Research Statement

Jeff Heflin

My current research interests lie in the Semantic Web, a growing research area where artificial intelligence is applied to the Internet with the goal of providing agents with the ability to understand web pages. Researchers in the field of knowledge representation (KR) have studied techniques for storing, modifying, and reasoning with complex information for decades; however, certain properties of the Internet, such as its size, distributed nature and rapid evolution, make it a challenging new domain for such work. A particularly relevant subfield of KR is the study of reusable knowledge components called ontologies. Recent research has shown that semantically marking up web pages using terms from an explicit ontology can greatly improve retrieval, integrate the data of many pages, and enable intelligent internet-based agents as well.

There are many issues to consider when designing an ontology language for the unique environment of the Internet. First is the inferential capability of the language. Should the language support taxonomic reasoning, first order logic, non-monotonic reasoning, probabilistic logic, or something else? How can the reasoning methods be scaled to the immense size of the Web? Since there is no single controlling authority, contradictions will be inevitable in most languages. How will they be resolved? How will we enable semantic interoperability, that is, the ability to integrate information that is owned by different parties who have distinct vocabularies and conventions? How can the ontologies evolve over time without breaking any dependencies on them?

One must also consider how such an ontology language could actually be used on the Internet. There are social issues involved with encouraging users to describe their documents in the language. What tools and techniques can be used to make this a less onerous process? There could be an enormous number of ontologies. How can users find whether an existing ontology meets their needs? How will trust and authority be accounted for? How can users quickly and easily formulate queries that span ontologies?

In my work, I have explored potential answers to many of these questions. I am one of the co-designers of an internet ontology language called SHOE and have developed a prototype system in order to demonstrate its feasibility. This system includes a tool for assisting users in the annotation process, a web-crawler that gathers the markup from web pages and stores it in a knowledge base, and a number of query interface tools. Demonstrations of these tools are available online at http://www.cs.umd.edu/projects/plus/SHOE/.

There is evidence that continued work in this area is likely to generate funding. SHOE has been used in projects for the FDA and Intelink, the U.S. Intelligence communityÆs intranet. Even more importantly, it is one of the chief inspirations for the $50 million DARPA Agent Markup Language (DAML) effort, to which I volunteer time by serving as a member of the Language Committee.
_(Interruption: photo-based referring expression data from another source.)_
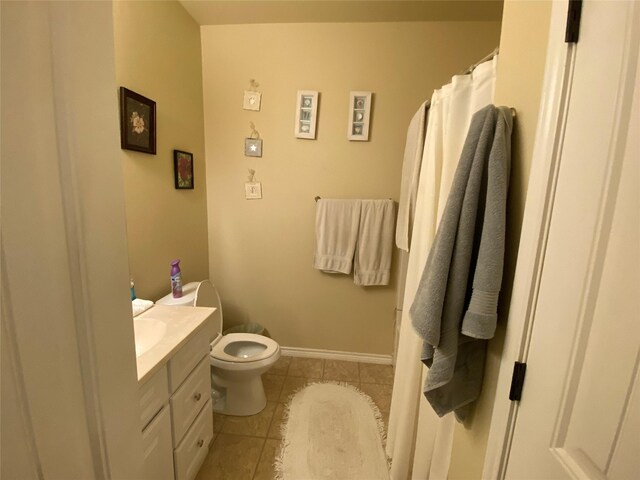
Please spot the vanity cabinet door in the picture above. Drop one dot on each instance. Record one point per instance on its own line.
(153, 395)
(194, 447)
(187, 402)
(187, 358)
(158, 448)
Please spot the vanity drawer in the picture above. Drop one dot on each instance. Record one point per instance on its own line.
(187, 358)
(157, 447)
(153, 394)
(189, 399)
(193, 449)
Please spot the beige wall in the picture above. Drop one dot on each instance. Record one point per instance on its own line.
(157, 46)
(261, 251)
(523, 44)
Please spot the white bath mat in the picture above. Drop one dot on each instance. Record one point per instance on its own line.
(332, 432)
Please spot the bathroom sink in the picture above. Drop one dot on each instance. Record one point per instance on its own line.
(148, 332)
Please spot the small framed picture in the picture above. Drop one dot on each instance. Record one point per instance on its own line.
(359, 116)
(252, 101)
(252, 147)
(253, 190)
(137, 122)
(306, 114)
(183, 169)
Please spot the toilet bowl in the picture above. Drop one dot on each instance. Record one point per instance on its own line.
(238, 360)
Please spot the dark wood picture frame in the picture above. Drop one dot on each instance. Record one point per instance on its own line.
(137, 122)
(183, 170)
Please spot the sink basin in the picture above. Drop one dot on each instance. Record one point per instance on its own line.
(148, 332)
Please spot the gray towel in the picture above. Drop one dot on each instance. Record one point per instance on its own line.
(469, 245)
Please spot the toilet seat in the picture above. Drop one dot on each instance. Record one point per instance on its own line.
(218, 349)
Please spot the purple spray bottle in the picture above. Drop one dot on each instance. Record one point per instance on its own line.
(176, 279)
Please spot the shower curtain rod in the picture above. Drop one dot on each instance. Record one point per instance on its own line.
(473, 67)
(484, 59)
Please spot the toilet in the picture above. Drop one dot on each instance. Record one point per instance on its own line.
(238, 360)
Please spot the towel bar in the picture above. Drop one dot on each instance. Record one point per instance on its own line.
(319, 197)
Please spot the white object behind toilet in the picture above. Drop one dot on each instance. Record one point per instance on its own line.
(199, 294)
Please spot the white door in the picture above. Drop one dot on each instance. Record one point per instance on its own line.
(579, 416)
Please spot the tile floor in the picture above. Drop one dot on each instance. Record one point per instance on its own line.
(244, 448)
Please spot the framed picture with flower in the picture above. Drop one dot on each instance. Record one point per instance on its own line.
(137, 122)
(183, 169)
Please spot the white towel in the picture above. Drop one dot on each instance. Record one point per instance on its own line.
(410, 176)
(375, 243)
(139, 305)
(337, 224)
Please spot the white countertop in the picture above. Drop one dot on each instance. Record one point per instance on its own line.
(161, 331)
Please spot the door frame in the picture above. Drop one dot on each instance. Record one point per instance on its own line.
(546, 159)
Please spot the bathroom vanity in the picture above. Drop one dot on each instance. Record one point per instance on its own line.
(172, 351)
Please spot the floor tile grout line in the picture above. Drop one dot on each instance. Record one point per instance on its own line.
(255, 472)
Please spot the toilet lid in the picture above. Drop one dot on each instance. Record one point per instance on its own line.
(234, 346)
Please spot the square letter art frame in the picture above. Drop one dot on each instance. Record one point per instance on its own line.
(306, 111)
(359, 114)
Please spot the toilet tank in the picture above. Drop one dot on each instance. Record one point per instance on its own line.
(199, 294)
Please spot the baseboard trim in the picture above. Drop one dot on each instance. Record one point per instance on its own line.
(336, 355)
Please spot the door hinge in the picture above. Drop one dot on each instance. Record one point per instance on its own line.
(573, 21)
(517, 381)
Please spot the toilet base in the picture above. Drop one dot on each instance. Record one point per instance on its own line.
(240, 398)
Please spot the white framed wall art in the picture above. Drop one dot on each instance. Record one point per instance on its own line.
(359, 116)
(306, 112)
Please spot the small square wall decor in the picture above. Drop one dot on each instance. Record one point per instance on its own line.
(183, 169)
(306, 111)
(252, 147)
(359, 114)
(137, 122)
(252, 100)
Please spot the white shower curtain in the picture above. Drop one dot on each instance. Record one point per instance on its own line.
(418, 442)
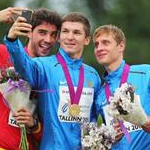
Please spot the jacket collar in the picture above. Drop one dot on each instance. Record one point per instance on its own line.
(75, 63)
(114, 74)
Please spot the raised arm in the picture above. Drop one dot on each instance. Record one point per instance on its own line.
(9, 14)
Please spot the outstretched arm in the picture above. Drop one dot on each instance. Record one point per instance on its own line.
(8, 15)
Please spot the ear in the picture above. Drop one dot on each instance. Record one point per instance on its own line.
(87, 40)
(29, 35)
(122, 46)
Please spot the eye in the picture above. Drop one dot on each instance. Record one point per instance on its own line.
(64, 31)
(42, 32)
(96, 44)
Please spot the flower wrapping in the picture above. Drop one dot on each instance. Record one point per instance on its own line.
(96, 137)
(16, 93)
(126, 105)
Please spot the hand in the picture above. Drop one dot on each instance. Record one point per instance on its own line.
(8, 15)
(146, 126)
(119, 132)
(19, 28)
(24, 116)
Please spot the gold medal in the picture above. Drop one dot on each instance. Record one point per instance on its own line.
(74, 110)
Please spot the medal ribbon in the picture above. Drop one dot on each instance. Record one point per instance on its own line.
(108, 93)
(75, 97)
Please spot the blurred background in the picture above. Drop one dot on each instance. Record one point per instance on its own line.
(132, 16)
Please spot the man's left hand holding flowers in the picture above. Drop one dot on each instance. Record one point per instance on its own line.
(16, 93)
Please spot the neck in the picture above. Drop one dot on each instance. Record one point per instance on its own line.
(113, 66)
(30, 50)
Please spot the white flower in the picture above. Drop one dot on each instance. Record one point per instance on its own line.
(97, 138)
(125, 105)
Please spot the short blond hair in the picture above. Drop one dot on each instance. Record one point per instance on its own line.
(116, 32)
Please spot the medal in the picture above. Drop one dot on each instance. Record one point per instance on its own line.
(74, 110)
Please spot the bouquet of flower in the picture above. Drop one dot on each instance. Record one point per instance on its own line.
(95, 137)
(125, 105)
(16, 94)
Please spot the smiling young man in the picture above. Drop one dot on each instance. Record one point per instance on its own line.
(109, 43)
(73, 84)
(42, 37)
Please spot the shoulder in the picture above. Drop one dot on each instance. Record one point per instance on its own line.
(141, 68)
(46, 61)
(4, 55)
(90, 70)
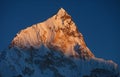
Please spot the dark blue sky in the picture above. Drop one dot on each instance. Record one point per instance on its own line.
(97, 20)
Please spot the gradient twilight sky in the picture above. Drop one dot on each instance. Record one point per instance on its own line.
(97, 20)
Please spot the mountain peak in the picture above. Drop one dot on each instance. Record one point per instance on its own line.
(57, 33)
(61, 11)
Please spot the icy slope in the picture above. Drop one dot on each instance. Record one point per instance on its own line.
(58, 32)
(53, 48)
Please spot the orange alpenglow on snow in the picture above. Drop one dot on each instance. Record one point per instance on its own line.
(58, 32)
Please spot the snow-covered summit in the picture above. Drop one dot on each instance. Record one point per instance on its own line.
(58, 32)
(45, 50)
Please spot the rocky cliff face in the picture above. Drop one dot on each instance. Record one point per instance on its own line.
(53, 48)
(58, 32)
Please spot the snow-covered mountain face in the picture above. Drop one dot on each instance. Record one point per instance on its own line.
(58, 32)
(53, 48)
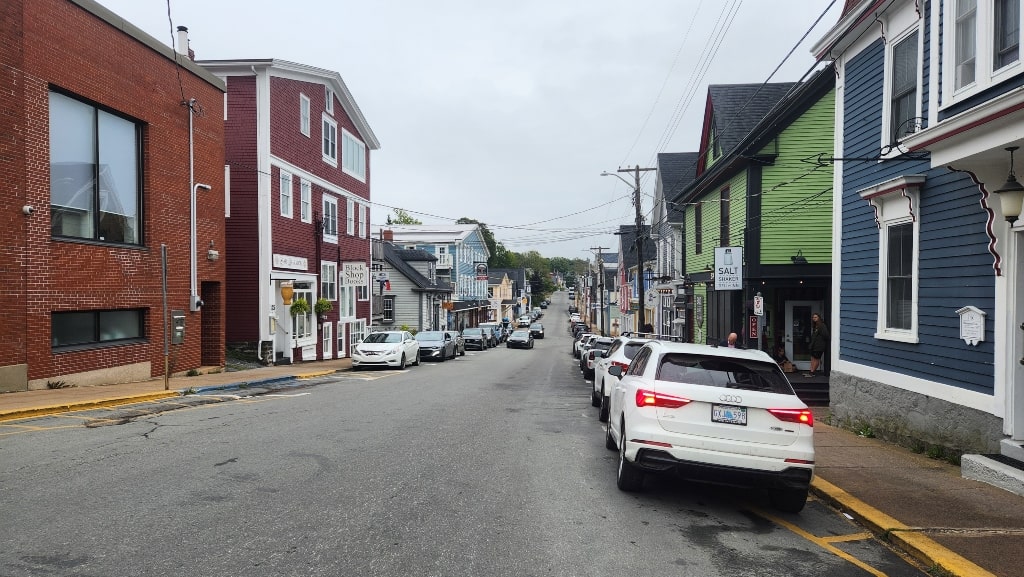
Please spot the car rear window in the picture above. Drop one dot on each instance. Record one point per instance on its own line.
(632, 348)
(727, 372)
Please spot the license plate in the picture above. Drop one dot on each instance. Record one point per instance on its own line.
(729, 414)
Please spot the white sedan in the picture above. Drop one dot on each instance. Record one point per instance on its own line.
(386, 348)
(713, 415)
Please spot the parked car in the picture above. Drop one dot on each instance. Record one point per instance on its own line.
(386, 348)
(623, 349)
(435, 345)
(496, 332)
(460, 344)
(475, 338)
(598, 342)
(714, 415)
(520, 339)
(593, 355)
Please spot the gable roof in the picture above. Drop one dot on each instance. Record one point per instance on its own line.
(275, 67)
(733, 110)
(676, 171)
(398, 258)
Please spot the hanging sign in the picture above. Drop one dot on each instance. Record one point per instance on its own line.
(728, 268)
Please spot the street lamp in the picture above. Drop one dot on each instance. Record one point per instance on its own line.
(639, 224)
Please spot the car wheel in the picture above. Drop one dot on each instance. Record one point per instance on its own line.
(602, 414)
(629, 477)
(788, 500)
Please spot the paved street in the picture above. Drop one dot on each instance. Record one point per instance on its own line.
(489, 464)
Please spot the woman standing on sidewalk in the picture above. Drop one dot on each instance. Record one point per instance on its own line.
(819, 343)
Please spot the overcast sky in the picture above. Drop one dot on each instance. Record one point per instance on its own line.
(507, 113)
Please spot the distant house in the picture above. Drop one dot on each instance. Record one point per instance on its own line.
(298, 210)
(928, 278)
(413, 295)
(462, 260)
(100, 171)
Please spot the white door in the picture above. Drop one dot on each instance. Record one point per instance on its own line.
(798, 331)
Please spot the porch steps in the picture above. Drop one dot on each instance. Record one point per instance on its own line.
(1005, 469)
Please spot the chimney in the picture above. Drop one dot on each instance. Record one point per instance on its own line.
(182, 43)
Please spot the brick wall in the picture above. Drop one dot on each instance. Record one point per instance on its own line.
(62, 45)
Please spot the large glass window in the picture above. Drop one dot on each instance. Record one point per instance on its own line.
(329, 281)
(353, 156)
(93, 327)
(967, 42)
(286, 195)
(903, 100)
(94, 173)
(1007, 33)
(303, 323)
(331, 217)
(330, 140)
(899, 277)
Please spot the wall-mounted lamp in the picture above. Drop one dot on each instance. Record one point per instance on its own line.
(1012, 193)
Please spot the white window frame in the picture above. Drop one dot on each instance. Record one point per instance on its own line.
(329, 280)
(985, 73)
(350, 217)
(330, 219)
(303, 328)
(887, 127)
(304, 115)
(305, 200)
(346, 301)
(353, 156)
(329, 140)
(896, 202)
(286, 194)
(327, 339)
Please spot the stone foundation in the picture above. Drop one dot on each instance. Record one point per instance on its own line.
(916, 421)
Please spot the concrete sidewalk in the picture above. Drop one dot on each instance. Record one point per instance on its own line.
(921, 505)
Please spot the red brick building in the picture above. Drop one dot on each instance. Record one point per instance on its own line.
(298, 215)
(100, 154)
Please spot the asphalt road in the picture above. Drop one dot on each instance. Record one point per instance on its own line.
(493, 463)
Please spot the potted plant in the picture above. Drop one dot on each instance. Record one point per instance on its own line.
(322, 307)
(299, 306)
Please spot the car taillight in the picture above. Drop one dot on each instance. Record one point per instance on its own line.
(802, 416)
(651, 399)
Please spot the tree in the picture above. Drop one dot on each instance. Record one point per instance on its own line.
(402, 217)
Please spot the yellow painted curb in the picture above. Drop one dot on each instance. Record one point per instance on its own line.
(906, 538)
(84, 405)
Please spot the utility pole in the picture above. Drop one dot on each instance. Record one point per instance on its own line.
(600, 286)
(640, 235)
Future research directions include applying the distributed ontology approach to interagent communication. Although the need to handle different types of speech acts increases the complexity of the problem, it gives agents the ability to ask questions in order to resolve ambiguities or verify correct understanding. Other areas of future interest include the integration of information extraction, natural language processing, and machine learning into the knowledge acquisition process, in order to reduce the amount of human effort needed to mark up documents.